Formula used: The formula of relationship between stress and strain is given by ${\text{Young's Modulus}} = \dfrac{{{\text{stress}}}}{{{\text{strain}}}}$. The formula of strain is given by${\text{Strain}} = \dfrac{{\Delta l}}{l}$.

Complete step-by-step solution:It is given that a cylindrical tube made of aluminum material of cross sectional area ${A_t} = {10^{ - 4}}{m^2}$ and length $L = 50cm$also the cross section of the steel bolt is${A_b} = 5 \times {10^{ - 5}}{m^2}$. The increase in the temperature is$\Delta \theta = 10^\circ C$. The coefficient of thermal expansion of steel is${\alpha _b} = {10^{ - 5}}\dfrac{1}{{^\circ C}}$.
Let us calculate the actual increase in the length of the aluminum as there is an increase in the temperature of the aluminum by$\Delta \theta = 10^\circ C$.
The change in length of the aluminum is given by,
$ \Rightarrow \Delta L = \alpha {L_{al.}}\Delta T$
Replace the value of length of the aluminum with the thermal expansion of the aluminum and change in temperature of the aluminum.
$L = 0 \cdot 50m$, $\Delta T = 10^\circ C$, ${\alpha _t} = 2 \times {10^{ - 5}}\dfrac{1}{{^\circ C}}$.
$ \Rightarrow \Delta {L_{al.}} = \alpha {L_{al.}}\Delta T$
$ \Rightarrow \Delta {L_{al.}} = \left( {2 \times {{10}^{ - 5}}} \right) \cdot \left( {0 \cdot 5} \right) \cdot \left( {10} \right)$
$ \Rightarrow \Delta {L_{al.}} = {10^{ - 4}}m$
The change in length of the aluminum tube is$\Delta {L_{al.}} = {10^{ - 4}}m$.
As the change in the length of bolt is equal to the change in the length of aluminum.
The strain produced in aluminum tube is given by,
$strain = \dfrac{{\Delta {L_{{\text{aluminum}}}}}}{{{L_{{\text{aluminum}}}}}}$
Replace the value of the change in length and original length of aluminum.
$ \Rightarrow strain = \dfrac{{\Delta {L_{{\text{aluminum}}}}}}{{{L_{{\text{aluminum}}}}}}$
$strain = \dfrac{{{{10}^{ - 4}}}}{{0 \cdot 5}}$
$strain = 5 \times {10^{ - 5}}$
As the strain will be the same in bolt as well as aluminum. Now we can calculate the stress in the bolt.
Since,
$stress = {Y_{steel}} \cdot \left( {strain} \right)$
Replace the value of strain and young’s modulus of steel we get.

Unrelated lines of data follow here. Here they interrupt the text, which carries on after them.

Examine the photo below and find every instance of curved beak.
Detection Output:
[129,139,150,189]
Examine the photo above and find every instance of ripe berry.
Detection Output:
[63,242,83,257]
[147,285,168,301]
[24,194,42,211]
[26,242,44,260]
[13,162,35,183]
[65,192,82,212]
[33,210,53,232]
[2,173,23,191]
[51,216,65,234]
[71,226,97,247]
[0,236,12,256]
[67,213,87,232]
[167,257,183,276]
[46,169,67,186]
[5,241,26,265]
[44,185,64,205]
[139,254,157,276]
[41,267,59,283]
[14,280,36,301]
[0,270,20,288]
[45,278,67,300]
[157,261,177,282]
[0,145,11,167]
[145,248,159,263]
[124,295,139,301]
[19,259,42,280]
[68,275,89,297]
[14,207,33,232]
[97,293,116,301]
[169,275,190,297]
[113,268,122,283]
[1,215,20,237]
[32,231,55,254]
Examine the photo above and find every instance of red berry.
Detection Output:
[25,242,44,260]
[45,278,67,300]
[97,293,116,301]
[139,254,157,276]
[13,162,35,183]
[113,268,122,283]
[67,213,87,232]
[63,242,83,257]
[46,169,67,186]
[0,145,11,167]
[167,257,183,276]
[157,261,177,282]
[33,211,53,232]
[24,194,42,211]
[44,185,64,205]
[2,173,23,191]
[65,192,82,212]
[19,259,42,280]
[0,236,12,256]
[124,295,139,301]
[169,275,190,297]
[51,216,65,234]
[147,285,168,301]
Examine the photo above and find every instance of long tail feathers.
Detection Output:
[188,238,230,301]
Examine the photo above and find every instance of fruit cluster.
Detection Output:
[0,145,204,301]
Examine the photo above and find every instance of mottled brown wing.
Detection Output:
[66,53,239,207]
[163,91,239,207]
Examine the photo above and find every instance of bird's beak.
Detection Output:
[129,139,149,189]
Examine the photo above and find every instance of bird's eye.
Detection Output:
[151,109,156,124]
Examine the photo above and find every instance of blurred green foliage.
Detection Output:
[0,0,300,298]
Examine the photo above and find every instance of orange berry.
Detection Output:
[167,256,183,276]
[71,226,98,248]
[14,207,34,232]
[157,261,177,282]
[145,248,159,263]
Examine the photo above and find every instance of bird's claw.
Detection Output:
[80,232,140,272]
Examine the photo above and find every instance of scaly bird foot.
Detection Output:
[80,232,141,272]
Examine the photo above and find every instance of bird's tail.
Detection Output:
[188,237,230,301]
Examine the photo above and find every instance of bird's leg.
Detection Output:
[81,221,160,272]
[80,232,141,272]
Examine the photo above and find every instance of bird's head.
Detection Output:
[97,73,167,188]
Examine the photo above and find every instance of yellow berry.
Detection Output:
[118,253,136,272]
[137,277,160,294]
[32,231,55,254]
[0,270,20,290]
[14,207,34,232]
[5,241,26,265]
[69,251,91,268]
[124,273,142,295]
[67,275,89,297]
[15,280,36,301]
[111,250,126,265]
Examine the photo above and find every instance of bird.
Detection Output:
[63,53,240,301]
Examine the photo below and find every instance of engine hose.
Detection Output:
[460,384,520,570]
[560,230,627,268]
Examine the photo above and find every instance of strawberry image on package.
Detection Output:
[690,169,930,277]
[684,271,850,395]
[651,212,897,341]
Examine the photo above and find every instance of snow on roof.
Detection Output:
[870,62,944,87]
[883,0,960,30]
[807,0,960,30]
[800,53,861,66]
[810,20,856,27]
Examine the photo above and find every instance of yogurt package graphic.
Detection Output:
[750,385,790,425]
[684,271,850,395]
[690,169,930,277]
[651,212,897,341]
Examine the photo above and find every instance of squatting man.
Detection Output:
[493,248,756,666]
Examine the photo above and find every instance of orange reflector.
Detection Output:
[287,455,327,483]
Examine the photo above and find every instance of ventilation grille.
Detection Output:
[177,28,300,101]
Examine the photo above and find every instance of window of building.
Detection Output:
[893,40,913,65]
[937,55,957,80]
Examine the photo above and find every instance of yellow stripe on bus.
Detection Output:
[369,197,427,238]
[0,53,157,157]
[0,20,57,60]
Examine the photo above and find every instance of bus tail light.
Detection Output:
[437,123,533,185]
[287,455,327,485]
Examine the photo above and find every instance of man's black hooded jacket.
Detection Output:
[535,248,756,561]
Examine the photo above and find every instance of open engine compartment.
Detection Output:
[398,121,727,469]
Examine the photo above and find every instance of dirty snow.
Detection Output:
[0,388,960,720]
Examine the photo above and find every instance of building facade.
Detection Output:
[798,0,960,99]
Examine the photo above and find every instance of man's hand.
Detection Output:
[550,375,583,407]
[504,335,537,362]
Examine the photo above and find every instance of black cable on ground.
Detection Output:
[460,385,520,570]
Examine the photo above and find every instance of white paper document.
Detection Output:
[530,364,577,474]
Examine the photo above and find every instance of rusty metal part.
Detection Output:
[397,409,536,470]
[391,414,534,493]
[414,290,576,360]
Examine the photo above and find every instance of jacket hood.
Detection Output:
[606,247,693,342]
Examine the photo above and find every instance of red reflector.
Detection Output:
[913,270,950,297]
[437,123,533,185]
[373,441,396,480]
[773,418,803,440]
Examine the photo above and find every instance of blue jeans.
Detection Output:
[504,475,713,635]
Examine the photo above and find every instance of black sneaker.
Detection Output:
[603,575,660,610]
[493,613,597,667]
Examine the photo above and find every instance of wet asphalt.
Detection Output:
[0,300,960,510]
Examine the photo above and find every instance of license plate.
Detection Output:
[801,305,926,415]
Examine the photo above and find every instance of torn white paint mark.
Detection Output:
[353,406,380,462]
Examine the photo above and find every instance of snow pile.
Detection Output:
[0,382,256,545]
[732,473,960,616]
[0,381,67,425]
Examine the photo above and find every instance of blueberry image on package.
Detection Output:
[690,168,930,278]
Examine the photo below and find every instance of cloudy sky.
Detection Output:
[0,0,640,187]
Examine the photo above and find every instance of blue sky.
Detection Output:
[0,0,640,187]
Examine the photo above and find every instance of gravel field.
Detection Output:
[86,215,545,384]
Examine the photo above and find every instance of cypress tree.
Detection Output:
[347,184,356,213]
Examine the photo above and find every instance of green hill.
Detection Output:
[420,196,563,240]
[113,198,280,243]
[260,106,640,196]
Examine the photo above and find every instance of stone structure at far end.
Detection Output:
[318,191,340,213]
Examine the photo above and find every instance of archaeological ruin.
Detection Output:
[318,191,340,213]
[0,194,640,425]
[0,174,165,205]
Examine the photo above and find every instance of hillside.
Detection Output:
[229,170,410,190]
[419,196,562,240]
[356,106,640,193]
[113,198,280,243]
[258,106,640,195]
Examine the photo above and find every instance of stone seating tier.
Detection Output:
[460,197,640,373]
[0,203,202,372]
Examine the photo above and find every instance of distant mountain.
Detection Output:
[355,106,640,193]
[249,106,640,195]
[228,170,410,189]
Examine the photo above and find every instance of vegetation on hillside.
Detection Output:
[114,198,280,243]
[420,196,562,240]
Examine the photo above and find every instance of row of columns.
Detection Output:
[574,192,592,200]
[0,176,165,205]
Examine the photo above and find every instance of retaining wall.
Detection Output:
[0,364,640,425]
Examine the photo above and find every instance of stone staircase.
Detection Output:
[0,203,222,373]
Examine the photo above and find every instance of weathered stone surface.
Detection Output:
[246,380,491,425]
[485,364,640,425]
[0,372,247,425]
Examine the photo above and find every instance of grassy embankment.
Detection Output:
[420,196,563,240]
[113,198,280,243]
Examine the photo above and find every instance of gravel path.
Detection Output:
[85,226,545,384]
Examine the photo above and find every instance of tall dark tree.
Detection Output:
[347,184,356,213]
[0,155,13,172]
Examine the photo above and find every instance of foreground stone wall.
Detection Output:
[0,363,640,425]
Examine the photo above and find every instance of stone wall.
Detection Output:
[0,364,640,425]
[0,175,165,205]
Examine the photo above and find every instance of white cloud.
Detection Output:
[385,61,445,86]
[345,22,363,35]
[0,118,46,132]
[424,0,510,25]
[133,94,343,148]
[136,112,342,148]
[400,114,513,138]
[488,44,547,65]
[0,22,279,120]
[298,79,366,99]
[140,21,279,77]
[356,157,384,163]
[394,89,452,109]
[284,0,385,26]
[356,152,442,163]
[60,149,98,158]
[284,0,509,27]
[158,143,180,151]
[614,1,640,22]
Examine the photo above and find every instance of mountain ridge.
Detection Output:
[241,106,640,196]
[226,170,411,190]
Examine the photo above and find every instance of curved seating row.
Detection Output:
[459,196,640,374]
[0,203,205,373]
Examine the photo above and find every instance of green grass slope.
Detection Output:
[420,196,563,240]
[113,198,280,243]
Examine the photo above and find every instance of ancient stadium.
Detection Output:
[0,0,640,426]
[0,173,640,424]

$ \Rightarrow stress = {Y_{steel}} \cdot \left( {strain} \right)$
$ \Rightarrow stress = \left( {2 \times {{10}^{11}}} \right) \cdot \left( {5 \times {{10}^{ - 5}}} \right)$
$ \Rightarrow stress = {10^7}\dfrac{N}{{{m^2}}}$
The stress on the bolt is equal to$stress = {10^7}\dfrac{N}{{{m^2}}}$. The correct option is option B.

Note:-
 The aluminum tube material would have expanded more but due to the presence of the steel bolt the aluminum tube cannot expand so the steel bolt applies certain force onto the aluminum material to stop its expansion.